SB 614’s lead sponsor and Senate Education Chair Sen. Amy Grady, R-Mason, was on hand to defend the bill. She said the bill’s requirements raise the standard for all counties.

“The whole purpose is to remove that child immediately, one to three days, and there have been school systems who say we can’t do a risk assessment, or we can’t do analysis in three days,” Grady said. “Well, you can, you’re just not doing it right now because there’s nobody forcing your hand to get it done right away. And this is kind of what we want to do is make sure we get that done quickly, rather than them dragging their feet for two weeks at a time and saying we don’t have that ready.” 

Grady, a teacher, has consistently said that discipline is the number one issue for teachers, driving them away from the profession and robbing other students of their right to learn. She said SB 614 isn’t perfect, but something needs to be done to help the situation.

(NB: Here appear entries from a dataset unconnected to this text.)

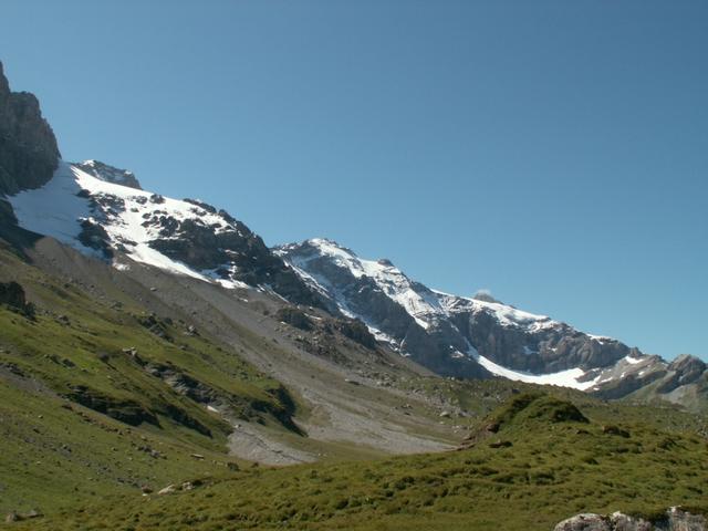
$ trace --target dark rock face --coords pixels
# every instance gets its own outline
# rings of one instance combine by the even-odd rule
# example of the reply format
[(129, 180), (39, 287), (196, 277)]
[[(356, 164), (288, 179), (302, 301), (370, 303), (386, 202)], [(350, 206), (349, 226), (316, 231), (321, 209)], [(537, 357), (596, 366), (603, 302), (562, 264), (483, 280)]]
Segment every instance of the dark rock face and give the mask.
[[(337, 248), (340, 254), (322, 252), (322, 246)], [(326, 240), (284, 246), (277, 252), (319, 279), (319, 288), (331, 305), (345, 305), (344, 313), (360, 316), (416, 362), (442, 375), (489, 375), (467, 356), (470, 347), (503, 367), (534, 374), (607, 367), (638, 353), (617, 341), (598, 340), (548, 317), (519, 312), (519, 321), (504, 320), (499, 311), (513, 313), (516, 309), (485, 293), (470, 300), (434, 292), (407, 279), (388, 260), (376, 262), (391, 270), (383, 270), (374, 279), (365, 272), (366, 267), (356, 269), (363, 262), (351, 250)], [(410, 295), (428, 306), (418, 319), (399, 302)]]
[(159, 228), (159, 238), (149, 243), (153, 249), (197, 271), (211, 270), (223, 279), (268, 285), (296, 304), (322, 305), (320, 298), (258, 235), (223, 210), (217, 214), (225, 221), (220, 227), (209, 226), (199, 217), (178, 220), (157, 214), (143, 225)]
[(27, 92), (10, 92), (0, 63), (0, 195), (39, 188), (59, 163), (52, 128)]
[(681, 354), (668, 365), (668, 376), (662, 382), (659, 393), (671, 391), (697, 382), (706, 373), (706, 364), (695, 356)]
[(135, 174), (127, 169), (116, 168), (100, 160), (85, 160), (81, 164), (75, 164), (75, 166), (88, 175), (92, 175), (97, 179), (105, 180), (106, 183), (127, 186), (128, 188), (135, 188), (137, 190), (143, 189), (135, 177)]

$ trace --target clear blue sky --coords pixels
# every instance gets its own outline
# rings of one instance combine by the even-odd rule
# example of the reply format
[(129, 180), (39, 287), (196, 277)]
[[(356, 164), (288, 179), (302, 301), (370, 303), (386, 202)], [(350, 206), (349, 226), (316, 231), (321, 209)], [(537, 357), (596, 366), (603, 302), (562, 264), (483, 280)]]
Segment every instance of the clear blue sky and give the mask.
[(3, 0), (64, 158), (708, 358), (708, 2)]

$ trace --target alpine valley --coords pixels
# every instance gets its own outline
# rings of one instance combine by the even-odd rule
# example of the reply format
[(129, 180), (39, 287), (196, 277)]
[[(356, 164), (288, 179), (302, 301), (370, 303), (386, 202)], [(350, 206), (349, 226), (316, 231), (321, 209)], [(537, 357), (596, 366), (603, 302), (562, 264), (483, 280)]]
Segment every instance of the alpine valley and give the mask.
[(8, 529), (706, 529), (699, 358), (163, 191), (0, 64)]

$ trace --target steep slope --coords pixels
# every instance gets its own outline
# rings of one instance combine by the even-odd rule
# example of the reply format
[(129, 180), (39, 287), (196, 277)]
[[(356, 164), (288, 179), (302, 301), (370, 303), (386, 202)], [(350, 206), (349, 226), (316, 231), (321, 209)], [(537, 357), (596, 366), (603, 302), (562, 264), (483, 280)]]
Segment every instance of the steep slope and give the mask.
[(58, 159), (56, 138), (37, 97), (11, 92), (0, 62), (0, 195), (42, 186)]
[(129, 171), (93, 160), (60, 162), (45, 185), (8, 200), (22, 228), (114, 260), (118, 268), (137, 261), (227, 288), (248, 284), (295, 303), (320, 304), (243, 223), (200, 201), (144, 191)]
[(274, 252), (331, 308), (361, 319), (377, 337), (440, 374), (468, 376), (478, 364), (497, 376), (613, 398), (664, 378), (674, 384), (659, 386), (663, 393), (705, 379), (705, 365), (695, 357), (669, 365), (611, 337), (585, 334), (489, 296), (431, 290), (388, 260), (361, 259), (331, 240), (306, 240)]
[[(610, 409), (520, 394), (480, 421), (460, 451), (244, 470), (139, 503), (124, 497), (70, 509), (20, 529), (549, 531), (577, 512), (708, 510), (706, 440), (669, 425), (608, 424)], [(649, 420), (653, 412), (634, 412), (643, 415)]]

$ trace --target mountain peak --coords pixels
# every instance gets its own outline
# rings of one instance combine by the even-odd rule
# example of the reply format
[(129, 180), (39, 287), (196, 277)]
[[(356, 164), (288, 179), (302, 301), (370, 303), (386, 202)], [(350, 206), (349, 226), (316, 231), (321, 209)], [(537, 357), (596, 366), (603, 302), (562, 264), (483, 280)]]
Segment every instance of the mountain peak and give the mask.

“You need more people to help with risk assessments, then so be it. That’s what you do,” Grady said. “You rearrange things. That’s what we do in education, we make do with what we have. And so I think that, that’s the best way we would do it now. And if it seems like there are a lot of referrals and specific counties or specific areas, then we have to revisit that and see what needs to be done.”

Grady said the law can be reassessed moving forward as needed, acknowledging it will not fit every situation.

“We don’t have an answer for everything. I wish we did,” she said. “And I wish that this bill solved every problem we have, it would be so great. I worked so hard to try to make this perfect. And I realized that it’s not perfect, and it’s never going to be perfect. Because let’s face it, every kid is different. Every county is different. Every school is different, every teacher is different. And so it’s not a one size fits all.”

After more than an hour of discussion over the bill’s language and potential changes to ensure compliance with federal requirements, the committee adjourned without taking further action on SB 614. With only four days left in the regular session, the bill’s future is unclear.

Language similar to, but less stringent than, SB 614 is included in House Bill 5262, also known as the Teacher’s Bill of Rights, which has cleared both education committees and is now pending in Senate Finance.